I did some decent home maintenance projects this year: caulked the top of our living room window sill to prevent leaks, varnished all our wood planter boxes, rooted the upstairs sink that was clogging, re-roofed the leaking light well, maintained the yard, and fixed a leaky faucet at my rental. Man, I forgot about all this stuff until my wife reminded me. Thank goodness I sold the other rental.
Finally, we finalized our will and revocable living trust. My wife also led the charge getting us through this cumbersome and complicated process. There were so many documents to gather and questions to ask the estate planning lawyer that she estimates the whole process took her about 40 hours. But after we finally signed all the documents on December 20, I felt a huge sense of relief that I could die knowing that my wife and son wouldn’t have to go through probate court.
2018: 3.8 Out Of 5 Stars
Although I didn’t decide to take it easy per my 2018 goal, I have no regrets staying consistent with Financial Samurai. I don’t think I’ll ever change my work ethic until my body starts breaking down. The joy of writing is so tangible because it is an identifiable product that can be eternally consumed.
It’s been hard to accept no longer making a positive return on my public investments after nine years of up, up, up. I’ve got to do a much better job at not letting financial loss negatively affect my mood and my relationship with my wife. Not taking unnecessary risk will help.
During downturns, I envy those in professions that have nothing to do with the stock market. For example, when I asked my estate planning lawyer about what she thought about the stock market collapse in December, she said she had no idea because she outsources all her financial planning to someone else. What a blessing.
I also have zero regrets being a stay at home dad all year.
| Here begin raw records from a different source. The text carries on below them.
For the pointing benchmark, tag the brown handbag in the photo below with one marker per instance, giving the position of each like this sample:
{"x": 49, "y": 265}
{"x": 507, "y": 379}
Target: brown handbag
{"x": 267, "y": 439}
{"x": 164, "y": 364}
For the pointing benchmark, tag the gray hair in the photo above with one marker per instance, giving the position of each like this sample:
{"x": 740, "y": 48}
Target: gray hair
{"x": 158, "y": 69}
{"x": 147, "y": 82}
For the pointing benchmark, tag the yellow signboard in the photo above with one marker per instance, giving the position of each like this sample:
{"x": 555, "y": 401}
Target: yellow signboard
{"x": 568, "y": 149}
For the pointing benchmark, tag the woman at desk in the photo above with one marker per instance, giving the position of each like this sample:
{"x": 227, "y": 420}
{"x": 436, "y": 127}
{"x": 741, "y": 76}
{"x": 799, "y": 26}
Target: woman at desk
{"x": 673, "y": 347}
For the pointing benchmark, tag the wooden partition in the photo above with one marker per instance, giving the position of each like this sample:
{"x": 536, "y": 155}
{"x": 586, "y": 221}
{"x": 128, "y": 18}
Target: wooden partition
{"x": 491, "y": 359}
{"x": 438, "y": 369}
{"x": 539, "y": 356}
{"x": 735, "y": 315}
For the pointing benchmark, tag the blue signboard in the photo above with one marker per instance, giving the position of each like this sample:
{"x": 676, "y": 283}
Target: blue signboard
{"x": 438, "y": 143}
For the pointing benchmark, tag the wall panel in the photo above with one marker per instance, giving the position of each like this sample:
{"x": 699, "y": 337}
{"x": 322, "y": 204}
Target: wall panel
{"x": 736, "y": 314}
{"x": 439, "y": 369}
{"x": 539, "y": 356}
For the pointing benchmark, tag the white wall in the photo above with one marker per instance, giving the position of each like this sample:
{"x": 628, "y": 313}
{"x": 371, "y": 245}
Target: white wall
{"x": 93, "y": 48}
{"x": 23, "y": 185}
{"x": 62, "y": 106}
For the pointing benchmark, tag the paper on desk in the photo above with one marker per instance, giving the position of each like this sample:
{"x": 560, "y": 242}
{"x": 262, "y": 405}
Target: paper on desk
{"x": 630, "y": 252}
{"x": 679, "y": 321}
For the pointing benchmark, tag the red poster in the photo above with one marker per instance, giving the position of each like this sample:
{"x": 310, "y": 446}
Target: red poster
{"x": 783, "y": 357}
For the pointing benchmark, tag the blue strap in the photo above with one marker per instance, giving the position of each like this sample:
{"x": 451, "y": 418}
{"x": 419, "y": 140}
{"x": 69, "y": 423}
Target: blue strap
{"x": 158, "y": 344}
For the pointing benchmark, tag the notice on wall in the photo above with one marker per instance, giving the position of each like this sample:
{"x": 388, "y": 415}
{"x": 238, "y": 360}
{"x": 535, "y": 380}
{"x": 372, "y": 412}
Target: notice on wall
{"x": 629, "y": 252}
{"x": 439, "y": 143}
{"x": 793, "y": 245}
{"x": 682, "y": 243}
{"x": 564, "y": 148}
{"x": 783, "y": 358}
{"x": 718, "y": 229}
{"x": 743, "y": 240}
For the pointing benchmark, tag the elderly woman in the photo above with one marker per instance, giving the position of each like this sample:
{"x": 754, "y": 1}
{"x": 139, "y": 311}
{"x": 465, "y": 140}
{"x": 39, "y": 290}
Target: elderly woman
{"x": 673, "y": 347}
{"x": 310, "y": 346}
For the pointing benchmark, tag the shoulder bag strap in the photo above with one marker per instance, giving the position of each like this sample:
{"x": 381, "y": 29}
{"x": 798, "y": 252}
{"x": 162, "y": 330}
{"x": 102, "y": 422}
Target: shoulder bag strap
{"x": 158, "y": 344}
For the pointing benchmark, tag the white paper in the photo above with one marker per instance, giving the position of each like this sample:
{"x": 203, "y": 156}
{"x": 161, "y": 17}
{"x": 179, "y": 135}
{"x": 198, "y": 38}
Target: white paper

Yes, the days were long and there were many moments of frustration, but just hearing his squeals of joy made full-time fatherhood worthwhile. All I want to do is squeeze and kiss him 100X a day! I’m so thankful my wife has been an amazing mother and partner all year.
Family and Financial Samurai are my two great loves. Everything comes a distant second. There was a point where we thought we’d never have a child. So we say a prayer of thanks every evening. Financial Samurai has been a part of me since the bottom of the last financial crisis in 2009. It’s like an old friend that has stuck with me in the worst of times.
The key is to not let my two loves collide, but to let them be synergistic. My family gives me motivation to write, while Financial Samurai is a creative outlet that helps ensure we remain stay at home parents until we decide otherwise.
There’s always a silver lining to a downturn too.
For Financial Samurai, it’s increased traffic as more people are paying attention to their finances. Book sales on how to negotiate a severance are also increasing as savvy employees are trying to get ahead of the layoff curve. Finally, our passive income has also increased due to higher interests rates and my shift towards higher yielding assets like cash, bonds, and CDs.
For family life, it’s being less tempted to go back to work because the return on effort has declined. When all is in shambles, why bother dealing with a commute, company politics, difficult clients, and a declining company stock price.
I hope if my boy one day reads this article that’ll he’ll be proud of his dad. Although 2018 wasn’t a fantastic year, it was filled with many positive milestones.
I’ll be sharing my 2019 outlook and goals next. In the meantime, I’d love to hear some of your hits and misses for 2018!